6. Do I need to appoint a European representative?
From 1 January 2021, any UK controller or processor who does not have offices, branches or other establishments in the EEA, but who is either offering goods or services to individuals in the EEA, or is monitoring the behaviour of individuals in the EEA, may need to appoint a European representative.
This is because in such circumstances, you will still need to comply with the EU GDPR which requires you to appoint a representative in the EEA if you do not have a base there.
Amongst other requirements, the representative must be based in the EEA state where at least some of the individuals whose personal data you are processing is located. That representative will be authorised to act on your behalf regarding compliance with the EU GDPR.
For example, if you are a UK company that does not have offices in any EEA countries but has a regular customer base in France and Germany, you may need to appoint a European representative based in either France or Germany to act as your direct contact for data subjects and EEA supervisory authorities.
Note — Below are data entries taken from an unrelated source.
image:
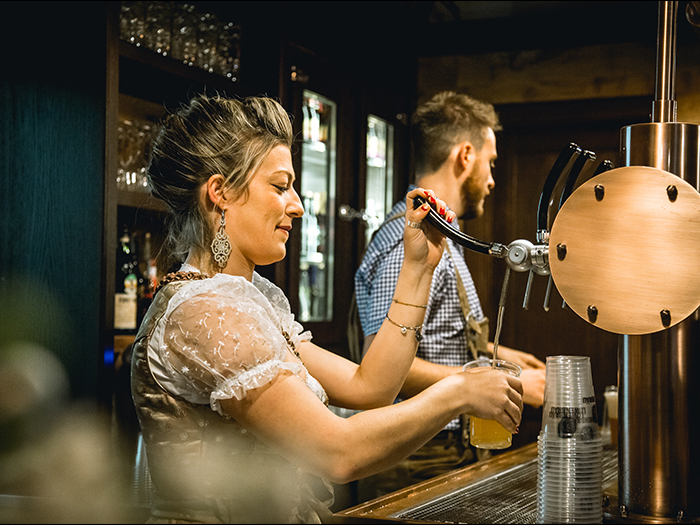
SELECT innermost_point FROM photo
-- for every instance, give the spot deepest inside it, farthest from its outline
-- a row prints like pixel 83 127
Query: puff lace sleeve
pixel 222 337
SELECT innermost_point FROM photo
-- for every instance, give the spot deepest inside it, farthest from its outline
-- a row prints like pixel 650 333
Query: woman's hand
pixel 423 244
pixel 493 394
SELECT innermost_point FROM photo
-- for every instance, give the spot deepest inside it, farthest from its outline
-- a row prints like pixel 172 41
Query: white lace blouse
pixel 221 337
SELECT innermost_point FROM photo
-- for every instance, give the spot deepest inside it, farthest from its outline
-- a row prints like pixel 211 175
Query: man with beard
pixel 454 147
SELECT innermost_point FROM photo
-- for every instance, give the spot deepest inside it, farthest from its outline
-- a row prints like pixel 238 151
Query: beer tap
pixel 522 255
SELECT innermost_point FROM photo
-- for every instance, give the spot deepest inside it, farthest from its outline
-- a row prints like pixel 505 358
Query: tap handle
pixel 440 224
pixel 576 170
pixel 549 185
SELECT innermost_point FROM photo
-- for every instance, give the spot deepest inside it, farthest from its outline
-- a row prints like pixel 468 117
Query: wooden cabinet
pixel 142 85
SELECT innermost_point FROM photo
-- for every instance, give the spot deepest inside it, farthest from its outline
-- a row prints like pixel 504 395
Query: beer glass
pixel 487 433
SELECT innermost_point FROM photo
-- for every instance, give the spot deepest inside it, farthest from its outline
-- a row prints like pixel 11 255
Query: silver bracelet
pixel 404 329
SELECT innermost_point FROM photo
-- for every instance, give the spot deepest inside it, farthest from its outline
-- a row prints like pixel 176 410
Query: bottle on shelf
pixel 128 282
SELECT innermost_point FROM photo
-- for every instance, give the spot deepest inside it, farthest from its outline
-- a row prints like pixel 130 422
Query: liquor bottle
pixel 150 280
pixel 126 286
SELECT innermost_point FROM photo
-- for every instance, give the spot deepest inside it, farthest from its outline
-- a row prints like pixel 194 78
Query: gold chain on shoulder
pixel 179 276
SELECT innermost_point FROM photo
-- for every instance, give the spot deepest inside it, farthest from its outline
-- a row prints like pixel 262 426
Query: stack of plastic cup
pixel 570 448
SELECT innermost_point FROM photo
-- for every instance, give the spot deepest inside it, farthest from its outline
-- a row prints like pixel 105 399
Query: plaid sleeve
pixel 376 278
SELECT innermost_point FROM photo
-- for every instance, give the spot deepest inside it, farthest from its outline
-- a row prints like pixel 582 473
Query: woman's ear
pixel 215 190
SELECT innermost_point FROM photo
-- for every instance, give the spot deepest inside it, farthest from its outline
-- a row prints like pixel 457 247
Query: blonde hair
pixel 208 136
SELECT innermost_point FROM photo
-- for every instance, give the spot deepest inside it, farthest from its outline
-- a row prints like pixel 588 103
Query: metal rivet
pixel 561 251
pixel 665 317
pixel 599 192
pixel 592 313
pixel 672 193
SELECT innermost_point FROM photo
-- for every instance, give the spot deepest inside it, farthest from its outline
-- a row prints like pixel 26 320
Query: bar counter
pixel 500 490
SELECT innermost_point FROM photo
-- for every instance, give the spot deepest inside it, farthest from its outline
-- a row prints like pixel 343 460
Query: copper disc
pixel 632 250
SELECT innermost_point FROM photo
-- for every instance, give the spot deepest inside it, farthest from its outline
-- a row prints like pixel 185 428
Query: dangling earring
pixel 220 246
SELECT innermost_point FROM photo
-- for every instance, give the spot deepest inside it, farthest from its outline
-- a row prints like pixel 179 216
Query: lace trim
pixel 256 377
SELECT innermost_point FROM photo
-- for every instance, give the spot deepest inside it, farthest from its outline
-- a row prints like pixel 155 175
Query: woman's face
pixel 259 224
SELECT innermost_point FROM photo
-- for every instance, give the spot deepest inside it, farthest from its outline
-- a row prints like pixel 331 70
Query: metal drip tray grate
pixel 508 497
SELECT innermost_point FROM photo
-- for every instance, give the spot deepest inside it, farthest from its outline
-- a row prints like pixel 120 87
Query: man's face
pixel 480 182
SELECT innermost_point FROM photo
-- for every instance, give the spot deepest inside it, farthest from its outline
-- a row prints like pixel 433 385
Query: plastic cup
pixel 487 433
pixel 569 408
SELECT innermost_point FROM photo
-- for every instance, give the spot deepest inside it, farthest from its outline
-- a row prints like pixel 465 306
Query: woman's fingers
pixel 417 215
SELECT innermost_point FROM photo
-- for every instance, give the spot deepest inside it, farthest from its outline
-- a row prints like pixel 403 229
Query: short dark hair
pixel 444 121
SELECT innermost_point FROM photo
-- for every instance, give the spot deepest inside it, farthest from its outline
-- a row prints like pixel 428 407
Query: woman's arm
pixel 289 417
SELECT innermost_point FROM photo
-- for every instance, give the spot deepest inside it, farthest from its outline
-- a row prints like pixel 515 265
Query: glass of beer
pixel 487 433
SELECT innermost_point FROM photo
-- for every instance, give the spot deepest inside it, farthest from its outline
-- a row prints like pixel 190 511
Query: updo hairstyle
pixel 208 136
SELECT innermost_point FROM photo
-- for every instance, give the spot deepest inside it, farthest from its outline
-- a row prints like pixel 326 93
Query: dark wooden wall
pixel 52 99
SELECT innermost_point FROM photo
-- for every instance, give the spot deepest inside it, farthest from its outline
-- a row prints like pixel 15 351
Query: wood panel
pixel 533 136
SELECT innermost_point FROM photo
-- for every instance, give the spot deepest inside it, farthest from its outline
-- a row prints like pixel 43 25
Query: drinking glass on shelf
pixel 126 153
pixel 157 27
pixel 207 33
pixel 132 22
pixel 228 58
pixel 183 45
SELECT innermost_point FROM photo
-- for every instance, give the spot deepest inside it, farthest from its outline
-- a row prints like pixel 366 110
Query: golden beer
pixel 490 434
pixel 487 433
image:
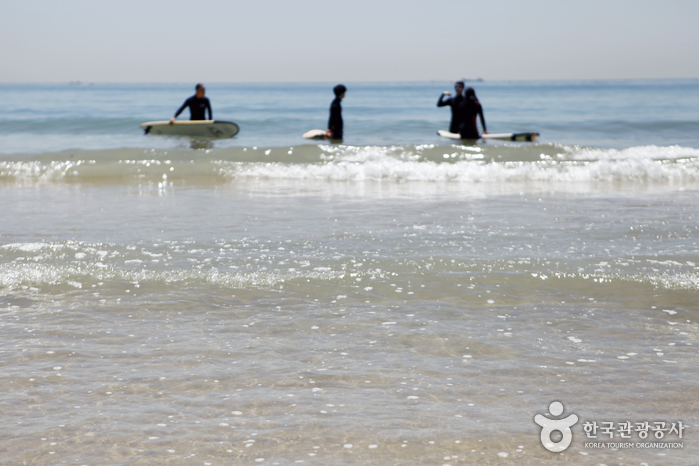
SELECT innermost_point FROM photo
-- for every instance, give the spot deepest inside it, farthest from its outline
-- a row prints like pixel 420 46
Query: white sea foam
pixel 566 165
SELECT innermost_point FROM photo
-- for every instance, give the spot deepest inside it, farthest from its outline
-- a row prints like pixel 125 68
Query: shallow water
pixel 398 303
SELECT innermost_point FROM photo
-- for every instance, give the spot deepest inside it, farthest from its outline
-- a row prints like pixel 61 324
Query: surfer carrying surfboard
pixel 335 121
pixel 198 104
pixel 453 102
pixel 468 110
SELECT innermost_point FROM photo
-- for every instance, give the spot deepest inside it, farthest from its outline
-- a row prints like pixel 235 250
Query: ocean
pixel 394 299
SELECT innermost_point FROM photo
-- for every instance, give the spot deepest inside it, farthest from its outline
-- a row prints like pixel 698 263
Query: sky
pixel 362 40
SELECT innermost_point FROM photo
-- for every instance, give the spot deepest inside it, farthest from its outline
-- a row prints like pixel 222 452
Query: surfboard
pixel 314 134
pixel 528 137
pixel 193 128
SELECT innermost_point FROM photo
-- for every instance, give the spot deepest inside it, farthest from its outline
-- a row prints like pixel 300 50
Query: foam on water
pixel 513 167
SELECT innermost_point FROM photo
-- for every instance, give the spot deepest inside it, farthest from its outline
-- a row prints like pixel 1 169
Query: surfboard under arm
pixel 193 128
pixel 314 134
pixel 524 137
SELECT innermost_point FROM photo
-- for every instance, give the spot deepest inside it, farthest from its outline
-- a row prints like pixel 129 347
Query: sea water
pixel 394 299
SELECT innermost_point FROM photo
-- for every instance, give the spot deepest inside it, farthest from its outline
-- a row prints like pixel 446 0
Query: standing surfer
pixel 468 110
pixel 335 121
pixel 198 104
pixel 453 102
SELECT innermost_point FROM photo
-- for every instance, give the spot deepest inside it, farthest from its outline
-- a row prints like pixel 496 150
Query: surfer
pixel 335 122
pixel 468 110
pixel 198 104
pixel 453 102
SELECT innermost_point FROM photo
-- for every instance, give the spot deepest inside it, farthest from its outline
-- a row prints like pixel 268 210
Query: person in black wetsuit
pixel 335 122
pixel 453 102
pixel 198 104
pixel 468 110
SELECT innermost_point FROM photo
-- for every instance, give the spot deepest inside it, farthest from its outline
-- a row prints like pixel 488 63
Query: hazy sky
pixel 359 40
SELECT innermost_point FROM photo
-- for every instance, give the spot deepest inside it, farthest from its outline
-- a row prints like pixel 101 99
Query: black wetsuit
pixel 468 110
pixel 453 102
pixel 335 121
pixel 197 108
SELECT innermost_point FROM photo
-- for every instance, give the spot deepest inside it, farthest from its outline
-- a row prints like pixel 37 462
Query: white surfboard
pixel 528 137
pixel 314 134
pixel 193 128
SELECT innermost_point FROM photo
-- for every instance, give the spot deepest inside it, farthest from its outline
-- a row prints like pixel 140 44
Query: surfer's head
pixel 339 90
The only exceptions to this requirement are where (a) you are a public authority; or (b) where your processing is only occasional, of low risk to the data protection rights of individuals and does not involve large-scale use of special category or criminal offence data.
7. Do I need to appoint a UK representative?
Under the UK GDPR, any controller or processor that does not have a base in the UK but who is offering goods or services to individuals in the UK or is monitoring the behaviour of individuals in the UK may need to appoint a UK representative.
Equivalent requirements apply here as to the appointment of a European representative as referenced above.